Jangankan membuka jendela, menatap wajah pria itu pun Satria tidak sudi. Dengan muka masam, ia mengibaskan tangan kanannya keras-keras melalui kaca yang tertutup rapat, lalu memalingkan pandangannya ke depan.
Pria ojol itu terdiam sejenak, mengangguk pasrah tanda mengerti, lalu pelan-pelan mundur menjauh.
Satria langsung menekan pedal gas, melajukan mobilnya tanpa memedulikan lagi pria di luaran sana. Di tepi jalan, pengemudi ojol itu hanya bisa berdiri termangu, menatap bagian bodi samping sepeda motornya yang sempat tergores dan penyok akibat tersenggol moncong mobil Satria.
Pria itu menghela napas panjang, memandangi pantat mobil Satria yang makin menjauh di telan deretan kendaraan lain.
"Duh... mudah-mudahan mobilnya Bapak itu nggak rusak parah," gumamnya pelan.

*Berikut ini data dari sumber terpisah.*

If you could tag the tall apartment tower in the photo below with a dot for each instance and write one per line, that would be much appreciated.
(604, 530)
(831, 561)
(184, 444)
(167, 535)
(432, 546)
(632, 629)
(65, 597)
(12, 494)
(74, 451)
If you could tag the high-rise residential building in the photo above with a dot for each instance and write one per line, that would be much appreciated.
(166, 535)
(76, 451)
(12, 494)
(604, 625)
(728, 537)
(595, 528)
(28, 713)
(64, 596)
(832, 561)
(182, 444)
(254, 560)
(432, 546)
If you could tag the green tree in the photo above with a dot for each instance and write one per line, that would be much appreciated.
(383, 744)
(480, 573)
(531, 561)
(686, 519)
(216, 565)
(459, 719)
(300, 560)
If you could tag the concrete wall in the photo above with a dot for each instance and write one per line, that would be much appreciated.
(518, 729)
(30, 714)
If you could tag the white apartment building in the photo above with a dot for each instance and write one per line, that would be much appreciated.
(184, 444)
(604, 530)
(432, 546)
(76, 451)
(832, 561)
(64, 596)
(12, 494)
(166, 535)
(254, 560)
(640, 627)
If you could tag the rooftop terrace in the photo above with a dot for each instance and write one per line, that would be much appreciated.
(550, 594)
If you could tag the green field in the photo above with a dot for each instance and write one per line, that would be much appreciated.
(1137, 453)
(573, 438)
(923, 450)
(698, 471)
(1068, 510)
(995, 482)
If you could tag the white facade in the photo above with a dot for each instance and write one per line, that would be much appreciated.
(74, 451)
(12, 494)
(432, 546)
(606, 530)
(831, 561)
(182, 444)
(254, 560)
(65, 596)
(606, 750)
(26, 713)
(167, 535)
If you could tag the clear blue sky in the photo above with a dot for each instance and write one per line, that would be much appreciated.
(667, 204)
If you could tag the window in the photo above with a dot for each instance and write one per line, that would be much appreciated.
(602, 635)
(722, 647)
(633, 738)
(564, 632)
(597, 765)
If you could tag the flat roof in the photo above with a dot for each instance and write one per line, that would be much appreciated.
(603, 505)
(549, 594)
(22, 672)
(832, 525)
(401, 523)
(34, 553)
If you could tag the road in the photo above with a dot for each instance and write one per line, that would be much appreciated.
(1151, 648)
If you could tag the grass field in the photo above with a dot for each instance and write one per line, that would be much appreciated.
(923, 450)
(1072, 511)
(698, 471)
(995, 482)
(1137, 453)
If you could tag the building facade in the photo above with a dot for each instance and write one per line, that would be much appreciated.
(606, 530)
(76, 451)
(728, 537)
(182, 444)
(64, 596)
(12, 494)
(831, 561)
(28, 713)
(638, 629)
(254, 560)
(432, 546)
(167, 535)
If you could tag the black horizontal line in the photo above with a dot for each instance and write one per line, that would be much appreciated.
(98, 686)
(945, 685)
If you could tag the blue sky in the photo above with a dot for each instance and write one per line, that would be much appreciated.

Sementara itu di dalam kabin mobil yang hening dan ber-AC dingin, nada dering telepon berbunyi nyaring langsung di telinga kiri Satria melalui earphone.
Kring kring.
Ia menyentuh panel earphone-nya dengan ketukan jari. "Halo!"
"Sat! Udah sampai kantor?" suara seorang wanita paruh baya menyapa dari ujung sambungan.
Raut tegang di wajah Satria sedikit melunak, berganti helaan napas lelah. "Belum, Bu. Kenapa?"
"Kamu gak mau nelpon Bapak?"
Satria mengerutkan dahi. "Nanti aja, Bu."
"Kamu itu lho... udah lama banget gak nengok Bapak," tegur suara di seberang sana dengan nada menyindir halus.
"Kan memang pas sekitar lebaran aja, Bu," sahut Satria datar.
"Mbok ya kalo bisa sering-sering ke sana."
"Jakarta–Malang jaraknya lumayan, Bu."
"Naik pesawat kan cepat, Sat."
"Tapi kan dari bandara ke nursery-nya juga lumayan jauh, Bu."
"Kamu itu emang paling pinter kalau cari-cari alasan."
"Ya karena memang jauh, Bu," potong Satria, mempertahankan argumentasinya.
"Jauh atau kamu emang gak mau?"
Kata-kata Ibu mendarat bagai sentilan tepat di ulu hati Satria.
Bibirnya mengatup rapat sejenak sebelum akhirnya menyahut kaku, "Paling Bapak juga sibuk sama semua 'kesayangannya' di sana."
"Satria...!" tegur Ibu, suaranya meninggi.
"Bener, kan, Bu? Dari dulu Bapak lebih sayang mereka dibanding apa pun."
"Kamu ini kalau ngomong kok kayak mereka itu hidup aja!"
"Memang mereka hidup, Bu."
"Alah, udah... udah! Muter-muter aja kalau ngomong sama kamu," potong Ibu frustrasi, memutus argumentasi dingin putranya. "Ibu cuma mau kasih tahu... Bapakmu gak muter nursery pagi ini."
Ckiit!
Satria kembali menginjak tuas rem secara mendadak karena perhatiannya fokus hanya ke depan jalan dan kebiasaan Bapak muter nursery. Kali ini mobilnya berhenti tepat beberapa sentimeter di depan garis zebra cross
Hampir saja menerobos lampu lalu lintas.
Satria sedikit menundukkan kepala, memberi isyarat maaf yang canggung dari balik kaca, lalu kembali menekan gas perlahan. Tangannya menggenggam lingkar setir begitu erat hingga ruas-ruas jarinya memutih.